Interactive Study Demo

Use this to step through a reusable interview workflow for this problem.

Custom checkpoints (one per line)

Press Step or Run All to begin.

Step 07

Complexity Analysis

Time

O(n)

Space

O(1)

Approach Breakdown

BRUTE FORCE

O(n²) time

O(1) space

Two nested loops check every pair of elements. The outer loop picks one element, the inner loop scans the rest. For n elements that is n × (n−1)/2 comparisons = O(n²). No extra memory — just two loop variables.

TWO POINTERS

O(n) time

O(1) space

Each pointer traverses the array at most once. With two pointers moving inward (or both moving right), the total number of steps is bounded by n. Each comparison is O(1), giving O(n) overall.
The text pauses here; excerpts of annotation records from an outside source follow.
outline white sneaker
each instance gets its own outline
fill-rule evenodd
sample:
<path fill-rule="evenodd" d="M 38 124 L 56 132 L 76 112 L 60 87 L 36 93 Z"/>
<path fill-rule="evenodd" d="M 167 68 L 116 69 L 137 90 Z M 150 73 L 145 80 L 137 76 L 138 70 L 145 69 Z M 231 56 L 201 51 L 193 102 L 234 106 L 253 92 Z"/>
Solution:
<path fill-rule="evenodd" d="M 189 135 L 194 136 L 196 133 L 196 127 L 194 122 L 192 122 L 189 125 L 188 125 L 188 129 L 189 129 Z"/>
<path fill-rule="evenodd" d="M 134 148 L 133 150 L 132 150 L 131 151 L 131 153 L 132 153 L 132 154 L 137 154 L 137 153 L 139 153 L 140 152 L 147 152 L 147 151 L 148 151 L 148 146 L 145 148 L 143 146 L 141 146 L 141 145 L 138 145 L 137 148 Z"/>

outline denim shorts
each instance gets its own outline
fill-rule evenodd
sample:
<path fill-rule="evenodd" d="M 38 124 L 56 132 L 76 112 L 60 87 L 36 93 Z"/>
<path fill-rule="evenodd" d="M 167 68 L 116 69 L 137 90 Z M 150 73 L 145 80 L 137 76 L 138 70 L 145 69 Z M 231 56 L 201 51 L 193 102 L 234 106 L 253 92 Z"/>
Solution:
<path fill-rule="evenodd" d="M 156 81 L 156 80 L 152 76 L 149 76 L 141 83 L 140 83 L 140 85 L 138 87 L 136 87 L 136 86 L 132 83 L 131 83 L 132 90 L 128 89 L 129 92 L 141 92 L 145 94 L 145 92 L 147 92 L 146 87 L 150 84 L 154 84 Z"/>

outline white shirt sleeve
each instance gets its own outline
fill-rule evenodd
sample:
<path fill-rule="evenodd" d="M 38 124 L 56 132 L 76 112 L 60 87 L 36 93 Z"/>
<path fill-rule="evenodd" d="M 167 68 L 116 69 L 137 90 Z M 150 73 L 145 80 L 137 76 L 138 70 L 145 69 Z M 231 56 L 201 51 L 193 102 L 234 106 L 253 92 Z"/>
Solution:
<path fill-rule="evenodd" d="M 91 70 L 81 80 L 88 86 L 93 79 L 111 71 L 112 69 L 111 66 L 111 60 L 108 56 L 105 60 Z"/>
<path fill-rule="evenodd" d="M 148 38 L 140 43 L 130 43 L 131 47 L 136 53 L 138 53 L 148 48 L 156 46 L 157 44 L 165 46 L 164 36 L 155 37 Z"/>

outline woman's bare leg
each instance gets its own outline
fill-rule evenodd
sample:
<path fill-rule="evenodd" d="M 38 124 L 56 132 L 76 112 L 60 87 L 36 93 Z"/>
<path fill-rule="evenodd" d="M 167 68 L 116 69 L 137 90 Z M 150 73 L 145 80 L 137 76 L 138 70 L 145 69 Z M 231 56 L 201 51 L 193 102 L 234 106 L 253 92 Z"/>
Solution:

No auxiliary data structures are needed — just two index variables.

Shortcut: Two converging pointers on sorted data → O(n) time, O(1) space.

Coach Notes

Common Mistakes

Review these before coding to avoid predictable interview regressions.
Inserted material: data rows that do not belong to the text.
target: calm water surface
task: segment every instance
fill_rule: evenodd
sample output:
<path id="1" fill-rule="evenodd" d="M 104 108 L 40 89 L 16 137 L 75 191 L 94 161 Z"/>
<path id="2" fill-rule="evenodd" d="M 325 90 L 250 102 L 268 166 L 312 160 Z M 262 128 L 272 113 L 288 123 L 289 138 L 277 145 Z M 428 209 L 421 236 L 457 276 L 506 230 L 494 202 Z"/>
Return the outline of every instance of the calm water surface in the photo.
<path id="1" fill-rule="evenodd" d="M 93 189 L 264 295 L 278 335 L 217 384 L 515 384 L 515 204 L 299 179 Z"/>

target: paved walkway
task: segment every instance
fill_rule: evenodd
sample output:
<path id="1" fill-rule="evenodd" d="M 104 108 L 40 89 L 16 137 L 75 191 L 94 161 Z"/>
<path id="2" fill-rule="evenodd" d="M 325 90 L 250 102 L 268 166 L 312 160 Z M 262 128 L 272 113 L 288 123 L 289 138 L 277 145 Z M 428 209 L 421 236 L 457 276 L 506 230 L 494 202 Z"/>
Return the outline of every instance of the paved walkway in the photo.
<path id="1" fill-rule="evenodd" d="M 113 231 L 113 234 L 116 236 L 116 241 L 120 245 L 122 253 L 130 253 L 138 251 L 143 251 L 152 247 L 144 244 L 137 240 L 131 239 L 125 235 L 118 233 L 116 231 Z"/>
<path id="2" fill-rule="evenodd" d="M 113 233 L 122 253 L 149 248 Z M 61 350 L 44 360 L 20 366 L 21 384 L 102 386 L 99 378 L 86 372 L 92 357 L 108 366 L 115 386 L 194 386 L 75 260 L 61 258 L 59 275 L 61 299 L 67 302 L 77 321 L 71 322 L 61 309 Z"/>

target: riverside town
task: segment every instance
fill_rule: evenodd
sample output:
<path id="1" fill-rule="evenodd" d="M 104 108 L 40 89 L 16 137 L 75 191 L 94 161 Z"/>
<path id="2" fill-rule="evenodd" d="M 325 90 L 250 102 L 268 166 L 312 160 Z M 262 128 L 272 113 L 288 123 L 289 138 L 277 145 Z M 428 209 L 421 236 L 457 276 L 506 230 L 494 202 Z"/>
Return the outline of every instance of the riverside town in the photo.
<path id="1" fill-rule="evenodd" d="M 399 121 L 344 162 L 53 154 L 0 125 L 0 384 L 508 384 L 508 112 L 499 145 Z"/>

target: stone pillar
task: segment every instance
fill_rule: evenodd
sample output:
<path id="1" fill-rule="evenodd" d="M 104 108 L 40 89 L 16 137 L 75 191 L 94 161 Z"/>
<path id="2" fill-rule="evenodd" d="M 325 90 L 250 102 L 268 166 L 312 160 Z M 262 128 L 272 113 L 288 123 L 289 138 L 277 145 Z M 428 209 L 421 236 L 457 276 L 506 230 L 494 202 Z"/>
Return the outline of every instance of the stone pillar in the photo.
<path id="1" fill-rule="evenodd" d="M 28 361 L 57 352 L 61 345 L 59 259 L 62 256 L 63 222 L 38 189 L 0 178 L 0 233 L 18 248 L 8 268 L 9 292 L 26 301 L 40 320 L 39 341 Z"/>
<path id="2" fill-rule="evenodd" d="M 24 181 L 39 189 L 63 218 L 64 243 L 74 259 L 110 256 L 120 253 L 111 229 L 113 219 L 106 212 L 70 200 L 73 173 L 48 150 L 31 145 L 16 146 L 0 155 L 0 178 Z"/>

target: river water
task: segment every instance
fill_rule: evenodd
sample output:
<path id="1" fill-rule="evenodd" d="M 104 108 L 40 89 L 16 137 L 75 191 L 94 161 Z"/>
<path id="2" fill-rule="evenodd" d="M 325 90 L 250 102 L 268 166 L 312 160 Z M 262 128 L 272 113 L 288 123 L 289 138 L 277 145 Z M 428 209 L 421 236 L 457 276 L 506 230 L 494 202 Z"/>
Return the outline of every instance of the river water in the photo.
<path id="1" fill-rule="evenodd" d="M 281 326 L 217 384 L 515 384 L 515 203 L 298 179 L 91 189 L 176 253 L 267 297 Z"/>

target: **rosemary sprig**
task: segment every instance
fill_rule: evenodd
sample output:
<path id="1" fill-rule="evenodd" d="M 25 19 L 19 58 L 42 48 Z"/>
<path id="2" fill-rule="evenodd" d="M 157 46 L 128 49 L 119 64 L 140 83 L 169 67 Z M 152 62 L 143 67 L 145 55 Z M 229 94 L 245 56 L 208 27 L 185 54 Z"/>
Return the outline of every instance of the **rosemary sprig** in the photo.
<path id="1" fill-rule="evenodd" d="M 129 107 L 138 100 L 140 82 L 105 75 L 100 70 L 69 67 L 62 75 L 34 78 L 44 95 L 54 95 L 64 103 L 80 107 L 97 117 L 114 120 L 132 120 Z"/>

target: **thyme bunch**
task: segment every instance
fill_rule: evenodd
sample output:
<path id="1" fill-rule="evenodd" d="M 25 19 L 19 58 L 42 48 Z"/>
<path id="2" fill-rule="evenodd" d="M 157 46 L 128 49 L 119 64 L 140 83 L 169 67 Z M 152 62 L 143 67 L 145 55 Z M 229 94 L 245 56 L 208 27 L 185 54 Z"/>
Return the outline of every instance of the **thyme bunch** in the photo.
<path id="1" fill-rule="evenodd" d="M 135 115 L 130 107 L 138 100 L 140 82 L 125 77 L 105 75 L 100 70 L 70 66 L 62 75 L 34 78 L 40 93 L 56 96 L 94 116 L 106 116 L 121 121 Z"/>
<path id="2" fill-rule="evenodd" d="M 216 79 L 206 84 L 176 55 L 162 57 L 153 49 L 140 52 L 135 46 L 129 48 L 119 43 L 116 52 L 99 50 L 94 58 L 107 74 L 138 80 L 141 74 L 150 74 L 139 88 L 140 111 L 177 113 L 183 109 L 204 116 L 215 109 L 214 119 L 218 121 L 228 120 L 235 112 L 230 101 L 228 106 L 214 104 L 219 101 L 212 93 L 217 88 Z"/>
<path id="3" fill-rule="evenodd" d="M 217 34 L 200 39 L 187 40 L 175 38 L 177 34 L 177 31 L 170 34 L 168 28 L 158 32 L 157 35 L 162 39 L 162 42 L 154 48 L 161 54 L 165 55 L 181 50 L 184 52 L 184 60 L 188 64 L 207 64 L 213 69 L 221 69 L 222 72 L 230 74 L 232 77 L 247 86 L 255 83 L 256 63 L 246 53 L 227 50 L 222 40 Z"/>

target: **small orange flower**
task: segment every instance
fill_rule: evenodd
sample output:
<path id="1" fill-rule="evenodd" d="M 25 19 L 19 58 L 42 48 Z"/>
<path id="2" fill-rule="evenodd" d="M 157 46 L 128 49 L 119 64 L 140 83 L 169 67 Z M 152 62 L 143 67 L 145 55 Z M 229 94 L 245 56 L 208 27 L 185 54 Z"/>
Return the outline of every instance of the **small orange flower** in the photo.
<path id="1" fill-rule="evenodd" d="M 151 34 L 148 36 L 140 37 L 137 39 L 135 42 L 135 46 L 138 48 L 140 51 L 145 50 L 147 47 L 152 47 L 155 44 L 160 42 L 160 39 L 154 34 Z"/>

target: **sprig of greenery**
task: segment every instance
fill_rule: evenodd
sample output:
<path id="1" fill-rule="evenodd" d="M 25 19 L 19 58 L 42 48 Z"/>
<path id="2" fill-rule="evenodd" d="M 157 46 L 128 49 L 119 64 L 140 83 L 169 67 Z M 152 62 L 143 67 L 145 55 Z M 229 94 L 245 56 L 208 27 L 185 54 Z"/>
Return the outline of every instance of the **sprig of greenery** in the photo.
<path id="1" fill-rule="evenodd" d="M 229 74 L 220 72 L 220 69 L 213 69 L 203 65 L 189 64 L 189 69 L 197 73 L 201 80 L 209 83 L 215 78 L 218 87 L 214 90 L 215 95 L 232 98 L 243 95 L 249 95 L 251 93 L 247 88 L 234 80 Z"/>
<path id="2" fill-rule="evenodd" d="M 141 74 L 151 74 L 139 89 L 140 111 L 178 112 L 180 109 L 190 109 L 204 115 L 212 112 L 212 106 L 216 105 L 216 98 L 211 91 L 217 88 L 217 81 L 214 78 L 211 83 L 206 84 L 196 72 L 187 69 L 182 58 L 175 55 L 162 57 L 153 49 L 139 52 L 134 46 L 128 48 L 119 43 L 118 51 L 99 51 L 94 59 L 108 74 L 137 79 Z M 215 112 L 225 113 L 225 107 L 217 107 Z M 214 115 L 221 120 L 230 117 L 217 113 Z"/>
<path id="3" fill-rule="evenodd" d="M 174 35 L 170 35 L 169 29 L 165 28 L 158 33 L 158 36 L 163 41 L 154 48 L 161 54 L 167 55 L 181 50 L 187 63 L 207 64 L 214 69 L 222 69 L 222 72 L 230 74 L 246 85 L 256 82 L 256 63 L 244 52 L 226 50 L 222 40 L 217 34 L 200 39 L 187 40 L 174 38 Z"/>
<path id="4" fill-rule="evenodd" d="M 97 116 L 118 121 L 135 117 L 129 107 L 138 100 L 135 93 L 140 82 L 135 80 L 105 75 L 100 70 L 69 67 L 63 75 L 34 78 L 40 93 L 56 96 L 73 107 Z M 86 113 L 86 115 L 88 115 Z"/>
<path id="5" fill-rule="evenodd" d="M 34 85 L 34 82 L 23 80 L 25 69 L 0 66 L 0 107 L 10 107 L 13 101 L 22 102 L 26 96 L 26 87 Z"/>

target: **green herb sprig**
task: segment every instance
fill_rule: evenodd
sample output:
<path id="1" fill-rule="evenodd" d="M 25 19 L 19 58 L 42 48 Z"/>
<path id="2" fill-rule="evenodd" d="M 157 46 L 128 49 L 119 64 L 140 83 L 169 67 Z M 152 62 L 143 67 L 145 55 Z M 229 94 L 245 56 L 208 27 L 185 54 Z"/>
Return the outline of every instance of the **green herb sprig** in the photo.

Off-by-one on range boundaries

Wrong move: Loop endpoints miss first/last candidate.

Usually fails on: Fails on minimal arrays and exact-boundary answers.

Fix: Re-derive loops from inclusive/exclusive ranges before coding.
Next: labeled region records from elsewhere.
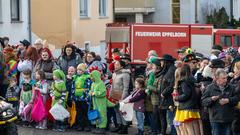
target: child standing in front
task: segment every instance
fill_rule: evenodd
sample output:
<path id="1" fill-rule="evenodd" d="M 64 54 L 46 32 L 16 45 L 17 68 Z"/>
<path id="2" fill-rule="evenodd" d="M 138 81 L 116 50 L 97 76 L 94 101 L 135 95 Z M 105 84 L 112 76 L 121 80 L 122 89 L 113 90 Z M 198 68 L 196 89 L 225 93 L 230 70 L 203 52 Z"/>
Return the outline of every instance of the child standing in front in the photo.
<path id="1" fill-rule="evenodd" d="M 142 78 L 135 80 L 135 91 L 131 94 L 131 98 L 127 103 L 134 103 L 133 109 L 137 118 L 137 135 L 144 135 L 144 98 L 145 98 L 145 82 Z"/>
<path id="2" fill-rule="evenodd" d="M 53 71 L 53 80 L 54 82 L 52 83 L 51 86 L 51 92 L 50 96 L 52 97 L 52 107 L 55 104 L 60 104 L 63 107 L 66 108 L 66 98 L 67 98 L 67 89 L 66 89 L 66 77 L 65 74 L 62 70 L 54 70 Z M 54 130 L 59 131 L 59 132 L 64 132 L 65 131 L 65 125 L 64 125 L 64 120 L 55 121 L 55 128 Z"/>
<path id="3" fill-rule="evenodd" d="M 43 103 L 46 104 L 47 93 L 48 93 L 48 83 L 45 80 L 45 73 L 43 71 L 36 72 L 36 87 L 34 91 L 34 96 L 36 96 L 36 92 L 40 92 L 43 97 Z M 38 129 L 47 129 L 47 118 L 37 123 L 36 128 Z"/>
<path id="4" fill-rule="evenodd" d="M 17 78 L 11 77 L 10 84 L 8 86 L 7 93 L 6 93 L 6 100 L 13 105 L 16 111 L 17 111 L 18 102 L 19 102 L 19 92 L 20 92 L 20 89 L 17 86 Z"/>
<path id="5" fill-rule="evenodd" d="M 31 106 L 31 104 L 33 104 L 32 95 L 33 95 L 35 81 L 31 79 L 31 74 L 32 73 L 30 70 L 23 71 L 23 80 L 22 82 L 20 82 L 21 94 L 20 94 L 20 101 L 19 101 L 20 104 L 23 105 L 23 107 L 20 107 L 20 108 L 24 108 L 27 105 Z M 26 116 L 26 115 L 23 116 L 23 113 L 21 113 L 20 115 L 22 117 L 24 125 L 29 126 L 31 121 L 31 116 Z"/>
<path id="6" fill-rule="evenodd" d="M 87 73 L 87 65 L 81 63 L 77 66 L 77 74 L 74 76 L 74 101 L 76 103 L 77 119 L 76 125 L 78 131 L 90 131 L 90 122 L 87 117 L 88 101 L 87 91 L 91 87 L 90 75 Z"/>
Moving both pointers on every comparison

Wrong move: Advancing both pointers shrinks the search space too aggressively and skips candidates.

Usually fails on: A valid pair can be skipped when only one side should move.

Fix: Move exactly one pointer per decision branch based on invariant.

Boundary update without `+1` / `-1`

Wrong move: Setting `lo = mid` or `hi = mid` can stall and create an infinite loop.

Usually fails on: Two-element ranges never converge.

Fix: Use `lo = mid + 1` or `hi = mid - 1` where appropriate.